Em geral, acredito que os efeitos de um evento passado tendem a melhorar quando a gente se esforça para se lembrar, e não para se esquecer. Apesar disso, lendo o artigo, estava pronto a admitir que, em caso de catástrofe, talvez uma pílula do esquecimento fosse uma boa medida coletiva de prevenção.

Mas eis que surgiu a pergunta (e a visão profética): o que aconteceria no dia em que fosse comprovado que a hidrocortisona é preventiva do trauma? Será que seu uso ficaria limitado às grandes catástrofes? Ou será que todos nós (com a cumplicidade das companhias farmacêuticas) recorreríamos à hidrocortisona a cada vez que fôssemos tentados por uma expressão como "melhor esquecer"? Ou "sem estresse"?

Um luto iminente? Hidrocortisona. Perda, separação, fracasso no vestibular, demissão? Claro, vou sofrer, mas, graças à hidrocortisona, a marca não ficará. O sofrimento escorrerá sobre meu corpo como água em cima das penas de um pato.
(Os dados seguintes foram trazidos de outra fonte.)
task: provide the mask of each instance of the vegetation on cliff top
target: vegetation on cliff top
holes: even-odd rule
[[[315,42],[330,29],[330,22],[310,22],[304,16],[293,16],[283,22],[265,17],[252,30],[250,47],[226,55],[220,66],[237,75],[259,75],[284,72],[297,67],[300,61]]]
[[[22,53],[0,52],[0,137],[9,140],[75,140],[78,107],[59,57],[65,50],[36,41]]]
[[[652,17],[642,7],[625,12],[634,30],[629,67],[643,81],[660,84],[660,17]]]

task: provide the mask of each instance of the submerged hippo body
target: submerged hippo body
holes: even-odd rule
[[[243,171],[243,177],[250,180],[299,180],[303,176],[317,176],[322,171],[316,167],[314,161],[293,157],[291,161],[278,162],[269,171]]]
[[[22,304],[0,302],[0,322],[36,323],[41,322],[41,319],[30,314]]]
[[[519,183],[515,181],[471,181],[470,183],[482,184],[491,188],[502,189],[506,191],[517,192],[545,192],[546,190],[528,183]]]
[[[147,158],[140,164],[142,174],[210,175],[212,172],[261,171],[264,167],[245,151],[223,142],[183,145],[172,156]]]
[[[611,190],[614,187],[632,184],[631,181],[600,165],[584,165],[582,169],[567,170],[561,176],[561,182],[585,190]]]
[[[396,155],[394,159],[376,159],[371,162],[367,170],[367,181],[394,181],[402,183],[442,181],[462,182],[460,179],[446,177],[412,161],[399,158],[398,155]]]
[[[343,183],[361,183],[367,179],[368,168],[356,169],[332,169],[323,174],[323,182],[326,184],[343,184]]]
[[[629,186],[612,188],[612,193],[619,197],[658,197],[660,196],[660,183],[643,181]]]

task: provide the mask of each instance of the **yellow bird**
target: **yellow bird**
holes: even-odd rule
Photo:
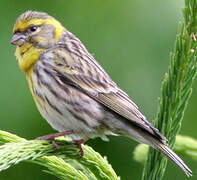
[[[55,18],[27,11],[16,20],[11,43],[38,110],[59,133],[69,135],[83,155],[88,138],[116,134],[150,145],[170,158],[187,176],[192,171],[146,120],[137,105],[109,77],[82,42]]]

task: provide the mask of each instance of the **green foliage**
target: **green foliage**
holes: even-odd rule
[[[148,157],[148,150],[148,145],[139,144],[133,152],[133,158],[137,162],[144,164]],[[197,140],[191,137],[177,135],[174,144],[174,151],[197,160]]]
[[[50,141],[27,141],[5,131],[0,131],[0,143],[0,171],[28,161],[45,166],[46,172],[62,180],[119,179],[107,160],[91,147],[84,145],[85,155],[80,158],[79,148],[64,137],[56,140],[58,151]]]
[[[189,97],[192,92],[192,84],[196,77],[197,64],[197,2],[186,0],[184,23],[180,23],[174,51],[170,56],[168,74],[165,75],[159,111],[154,122],[155,126],[169,140],[169,146],[173,147],[176,134],[181,127],[181,121]],[[143,180],[161,180],[167,159],[159,152],[150,149],[147,163],[144,167]]]

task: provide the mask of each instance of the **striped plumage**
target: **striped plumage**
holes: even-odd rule
[[[168,147],[136,104],[111,80],[81,41],[46,13],[27,11],[14,25],[12,44],[35,103],[56,130],[74,140],[118,134],[159,150],[187,176],[191,170]]]

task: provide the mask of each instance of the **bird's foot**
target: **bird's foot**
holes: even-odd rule
[[[83,151],[83,148],[82,148],[82,144],[85,143],[86,141],[88,140],[88,138],[83,138],[83,139],[80,139],[80,140],[73,140],[73,143],[77,144],[79,150],[80,150],[80,153],[81,153],[81,157],[82,158],[84,156],[84,151]]]
[[[64,136],[64,135],[69,135],[72,134],[72,131],[63,131],[63,132],[59,132],[59,133],[54,133],[54,134],[48,134],[46,136],[41,136],[41,137],[37,137],[37,140],[51,140],[52,144],[55,147],[55,150],[59,150],[59,146],[57,145],[55,138],[59,137],[59,136]]]

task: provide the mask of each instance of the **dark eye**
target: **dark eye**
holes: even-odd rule
[[[30,26],[29,29],[31,32],[35,32],[37,30],[37,26]]]

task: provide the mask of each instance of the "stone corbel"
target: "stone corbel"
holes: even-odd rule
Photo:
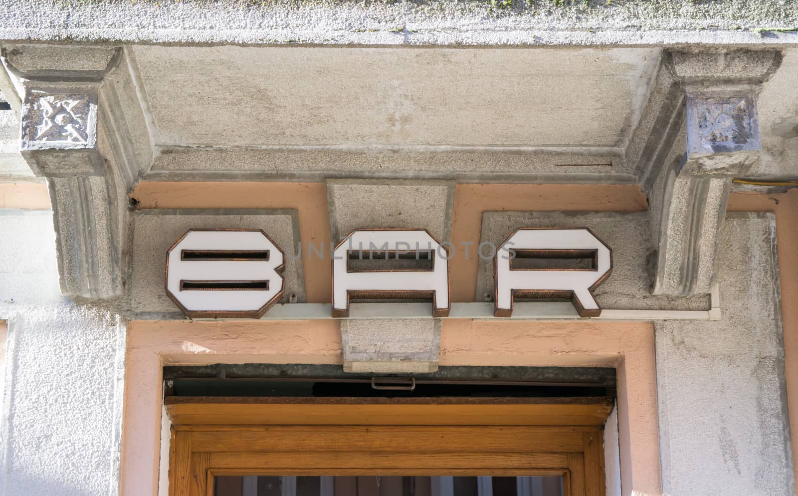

Agora, alguém poderia perguntar: não seria melhor assim? Respondo com outra pergunta: existe uma vida que seja interessante e que não seja muitas vezes traumática? Para ser mais claro: você gostaria de sair da infância sem as marcas de mil feridas nos joelhos?

Por mais que seja doloroso, "estressante" e, quem sabe, feio no espelho, o emaranhado das cicatrizes de nossos traumas é, simplesmente, nosso rosto.